Soon after the AGM, the TULO called a meeting to elect TU EC Reps. At the meeting he agreed to demands that he call TU meetings every 3 months, and if he didn’t do so they would have a ‘no confidence in the TULO’. No further meetings were called that year. Despite repeated requests from members and intervention for London Region, we were not provided with a list of TU or affiliate delegates until the 2020 AGM, when they were out-dated. This year all delegates to London Conference and Annual LP Conference were right-wing, mainly Officers of the CLP or various branches.
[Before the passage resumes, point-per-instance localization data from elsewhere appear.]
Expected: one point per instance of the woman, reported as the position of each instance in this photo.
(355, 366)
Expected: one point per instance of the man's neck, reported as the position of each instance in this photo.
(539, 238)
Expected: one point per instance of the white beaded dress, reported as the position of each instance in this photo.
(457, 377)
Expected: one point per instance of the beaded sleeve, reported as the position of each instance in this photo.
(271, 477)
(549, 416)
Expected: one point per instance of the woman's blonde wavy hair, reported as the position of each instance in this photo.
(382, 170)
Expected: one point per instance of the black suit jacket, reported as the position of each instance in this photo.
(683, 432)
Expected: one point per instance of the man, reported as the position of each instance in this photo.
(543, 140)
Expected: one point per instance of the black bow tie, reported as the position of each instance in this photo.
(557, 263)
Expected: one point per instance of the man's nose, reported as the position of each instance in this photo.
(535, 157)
The main organisers in our CLP, part of Sir Keir’s inner circle now referred to us as ‘The Disruptors’ or ‘less desirable elements’ in CLP officer meetings and their internal emails (that they accidentally forwarded to one of us) and in tweets have referred to us as ‘antisemitic’.

Our speeches would be an opportunity for the left to articulate the experience of being in Holborn & St Pancras CLP, controlled by a right-wing anti-Corbyn faction endorsed by Keir Starmer.

Holborn Left

In the 2019 Branch AGMs, the number of Left delegates reduced even further. We knew we had no chance of winning any seats at the 2019 AGM (postponed to 2020 due to GE). Though some of our more optimistic members thought that now that Starmer was standing for leader, in the spirit of ‘Unity’ that he was championing, we may be allowed some posts. We decided to stand candidates for all posts. We would state our arguments for why we suited the post in our statements, but would use our speeches to give voice to the factionalism in our CLP. We wrote our speeches and on the night we spoke up, some of us ran out of time, and didn’t get to say what we wanted, but on the whole, for the first time we could say how we felt without being silenced. I will be sharing some of these speeches here.

Chair – Gareth Murphy

Secretary – Diane Pearson

Vice-Chair Membership – Pete Bond

Vice-Chair Campaigns – Harriet Evans

Treasurer – Paul Renny

Women’s Officer – Una Doyle

BAME Officer – Shezan Renny

TULO – Sarah Friday

Disability Officer – Ruth Appleton


Needless to say, we lost every seat year again. The votes were consistent regardless of suitability to the post or what we had said. At the end a member who is not part of the left commented on how he could have predicted how every vote would go before it happened. He had listened to us and taken on board what we said. Only time will tell whether others have too.

All views in this article are personal experiences and are stated in our capacity as ordinary Holborn & St Pancras Labour Party Members. Any errors in dates are unintended.